In all seriousness, my life was easy before I became a Christian. I was a Christian basher, an evangelical athiest, if you will. If I found someone
who was religious at all, I would see them as intellectually weak, and go enlighten them. Yet, the fools never seemed to buy into my cold, hard logic.
However, life was easy, I did what I wanted, when I wanted, and got to see myself as intellectually superior and mentally stronger than all the
religious crutch-walkers out there.
Then, through an unfortunate series of events, I could no longer continue to honestly say there was no God, and became convinced Jesus Christ was my
savior. (Did a little too much research to refute Christians, it seems...) Life just did a 180, and became anything but easy. I wouldn't tell anyone,
for a while, that I was a Christian. This was because I knew people would think I was weak and intellectually inferior if I did; after all, I had done
the same. I lost a lot of friends upon my conversion because they, "thought I was better than that." My life was turned upside down. The easy route
would be to ignore this God that I knew beyond a shadow of doubt existed and continue to continue, reject it, which would be intellectually dishonest
of me since I know
there is a God, or try to live the life I'd like to be living, for God. It took me 4 years, but I moved from the first
option, of hiding it, to living for Christ out loud.

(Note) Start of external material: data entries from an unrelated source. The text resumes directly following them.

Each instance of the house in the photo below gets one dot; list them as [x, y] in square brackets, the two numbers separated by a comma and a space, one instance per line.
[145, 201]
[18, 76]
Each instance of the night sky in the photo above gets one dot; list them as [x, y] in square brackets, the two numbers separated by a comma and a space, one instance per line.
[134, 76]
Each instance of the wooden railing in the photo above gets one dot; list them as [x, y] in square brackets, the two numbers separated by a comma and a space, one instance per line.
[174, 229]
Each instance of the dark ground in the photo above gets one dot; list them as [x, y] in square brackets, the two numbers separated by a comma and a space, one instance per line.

This easy, crutced life has been anything but. I'm sure many of you have seen how some people react to Christians stating their interpretations of
the Bible. They're often met, by certain individuals, with name calling, condescending and pretentious comments, and a supposed loss of respect
(though in reality that respect never existed). Real life is about 10 times worse. Here, if someone gets in your face, you can back off, wait until
you calm down if they really upset you, and respond in a decent manner. In real life, there are some people who hone in on you and just pick, pick,
pick until they get bored or get an explosive reaction out of you. Then they make some comment about Christ supporting love, and you seem filled with
hate, and they walk away, thinking, I duuno, that they're better than that person they just tweeked to the point of losing self control.
There are many other instances of where my life has gotten a lot harder since I picked up my crutch compared to the days when I was knocking people's
crutches from beneath them. However, I have to get to work, so I'll end it there. I'm sure there are other stories people can tell you about how
much easier their mental lives have become since they picked up this mental crutch themselves.

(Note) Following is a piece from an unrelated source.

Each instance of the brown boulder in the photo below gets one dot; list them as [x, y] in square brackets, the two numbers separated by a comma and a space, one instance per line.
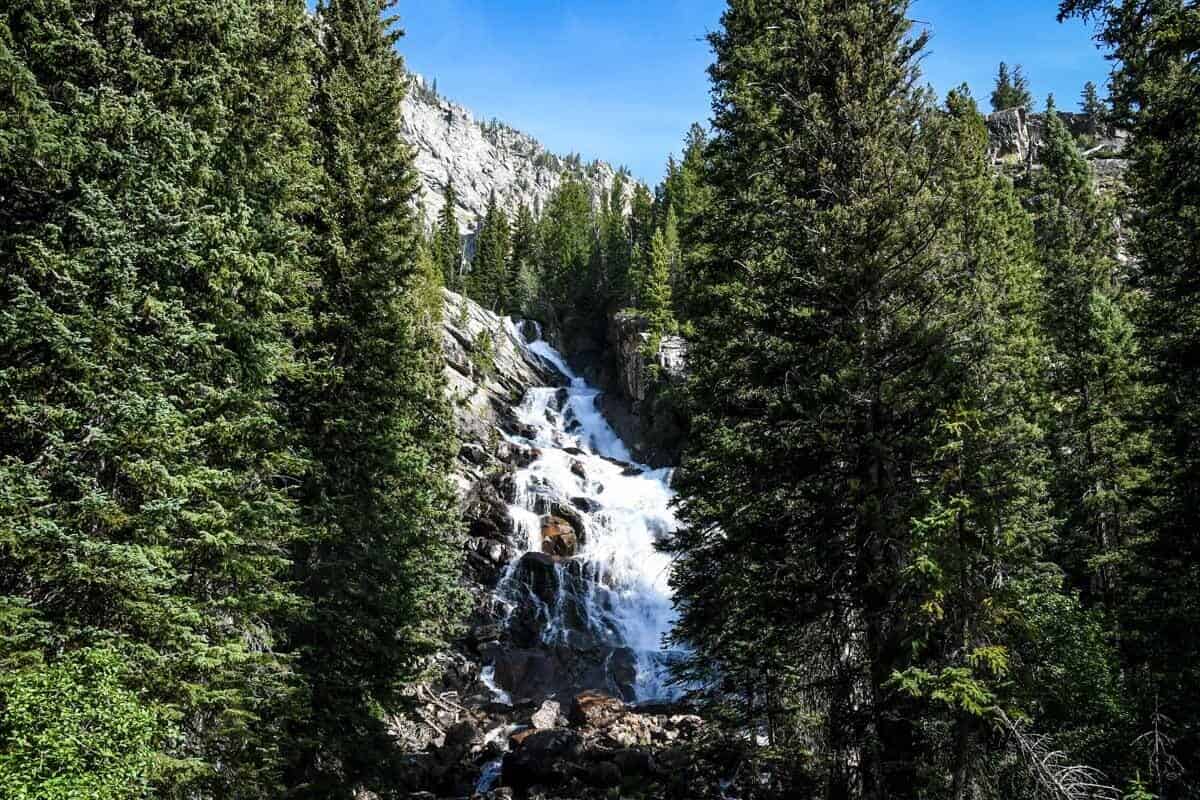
[558, 537]
[595, 710]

There is a short story where the lead character is a special ops dude for the US. He's down in South America on an operation and starts talking to a
missionary there. He has complete disrespect for the missionary, and tells him so openly. The missionary listens as this special ops guy is saying
Christianity is for those too weak to be accountable for their own decisions; Christianity is for the weak, the cowards in life who can't face it.
The missionary just looked at him after he was finished and says, "you came out to this dangerous land. You knew there would be dangers, people and
nature would be trying to kill you. You armed yourself with guns, grenades, and years of training to kill. I knew the same things coming here, and I
brought a Bible. Which of us is the coward?"